Enhancements
* **Add document level language detection functionality.** Adds the "auto" default for the languages param to all partitioners. The primary language present in the document is detected using the `langdetect` package. Additional param `detect_language_per_element` is also added for partitioners that return multiple elements. Defaults to `False`.
* **Refactor OCR code** The OCR code for entire page is moved from unstructured-inference to unstructured. On top of continuing support for OCR language parameter, we also support two OCR processing modes, "entire_page" or "individual_blocks".
* **Align to top left when shrinking bounding boxes for `xy-cut` sorting:** Update `shrink_bbox()` to keep top left rather than center.
* **Add visualization script to annotate elements** This script is often used to analyze/visualize elements with coordinates (e.g. partition_pdf()).
* **Adds data source properties to the Jira, Github and Gitlab connectors** These properties (date_created, date_modified, version, source_url, record_locator) are written to element metadata during ingest, mapping elements to information about the document source from which they derive. This functionality enables downstream applications to reveal source document applications, e.g. a link to a GDrive doc, Salesforce record, etc.
* **Improve title detection in pptx documents** The default title textboxes on a pptx slide are now categorized as titles.
* **Improve hierarchy detection in pptx documents** List items, and other slide text are properly nested under the slide title. This will enable better chunking of pptx documents.
* **Refactor of the ingest cli workflow** The refactored approach uses a dynamically set pipeline with a snapshot along each step to save progress and accommodate continuation from a snapshot if an error occurs. This also allows the pipeline to dynamically assign any number of steps to modify the partitioned content before it gets written to a destination.
* **Applies `max_characters=<n>` argument to all element types in `add_chunking_strategy` decorator** Previously this argument was only utilized in chunking Table elements and now applies to all partitioned elements if `add_chunking_strategy` decorator is utilized, further preparing the elements for downstream processing.
* **Add common retry strategy utilities for unstructured-ingest** Dynamic retry strategy with exponential backoff added to Notion source connector.
*
Features
* **Adds `bag_of_words` and `percent_missing_text` functions** In order to count the word frequencies in two input texts and calculate the percentage of text missing relative to the source document.
* **Adds `edit_distance` calculation metrics** In order to benchmark the cleaned, extracted text with unstructured, `edit_distance` (`Levenshtein distance`) is included.
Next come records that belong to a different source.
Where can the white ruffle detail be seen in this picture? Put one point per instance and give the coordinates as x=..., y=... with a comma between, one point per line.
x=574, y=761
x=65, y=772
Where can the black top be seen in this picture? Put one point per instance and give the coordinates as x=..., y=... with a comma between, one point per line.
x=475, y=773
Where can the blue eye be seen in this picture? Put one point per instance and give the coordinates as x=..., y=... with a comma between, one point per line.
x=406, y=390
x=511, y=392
* **Adds detection_origin field to metadata** Problem: Currently isn't an easy way to find out how an element was created. With this change that information is added. Importance: With this information the developers and users are now able to know how an element was created to make decisions on how to use it. In order tu use this feature
setting UNSTRUCTURED_INCLUDE_DEBUG_METADATA=true is needed.
* **Adds a function that calculates frequency of the element type and its depth** To capture the accuracy of element type extraction, this function counts the occurrences of each unique element type with its depth for use in element metrics.
Fixes
* **Fix zero division error in annotation bbox size** This fixes the bug where we find annotation bboxes realted to an element that need to divide the intersection size between annotation bbox and element bbox by the size of the annotation bbox
* **Fix prevent metadata module from importing dependencies from unnecessary modules** Problem: The `metadata` module had several top level imports that were only used in and applicable to code related to specific document types, while there were many general-purpose functions. As a result, general-purpose functions couldn't be used without unnecessary dependencies being installed. Fix: moved 3rd party dependency top level imports to inside the functions in which they are used and applied a decorator to check that the dependency is installed and emit a helpful error message if not.
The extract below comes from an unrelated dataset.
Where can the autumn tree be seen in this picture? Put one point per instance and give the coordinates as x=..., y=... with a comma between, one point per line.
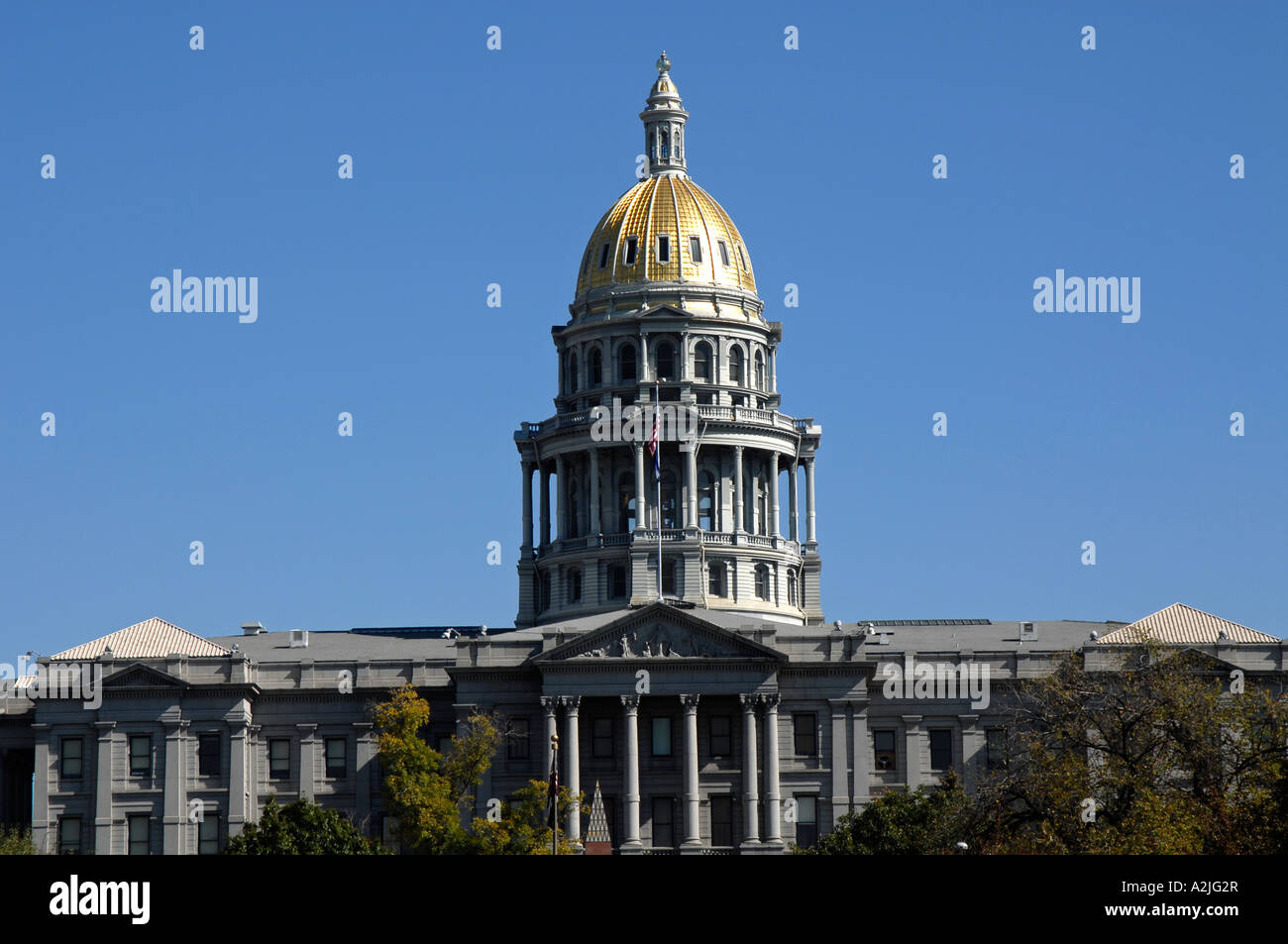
x=1153, y=750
* **Fixes category_depth None value for Title elements** Problem: `Title` elements from `chipper` get `category_depth`= None even when `Headline` and/or `Subheadline` elements are present in the same page. Fix: all `Title` elements with `category_depth` = None should be set to have a depth of 0 instead iff there are `Headline` and/or `Subheadline` element-types present. Importance: `Title` elements should be equivalent html `H1` when nested headings are present; otherwise, `category_depth` metadata can result ambiguous within elements in a page.
* **Tweak `xy-cut` ordering output to be more column friendly** This results in the order of elements more closely reflecting natural reading order which benefits downstream applications. While element ordering from `xy-cut` is usually mostly correct when ordering multi-column documents, sometimes elements from a RHS column will appear before elements in a LHS column. Fix: add swapped `xy-cut` ordering by sorting by X coordinate first and then Y coordinate.
* **Fixes badly initialized Formula** Problem: YoloX contain new types of elements, when loading a document that contain formulas a new element of that class
should be generated, however the Formula class inherits from Element instead of Text. After this change the element is correctly created with the correct class
allowing the document to be loaded. Fix: Change parent class for Formula to Text. Importance: Crucial to be able to load documents that contain formulas.
* **Fixes pdf uri error** An error was encountered when URI type of `GoToR` which refers to pdf resources outside of its own was detected since no condition catches such case. The code is fixing the issue by initialize URI before any condition check.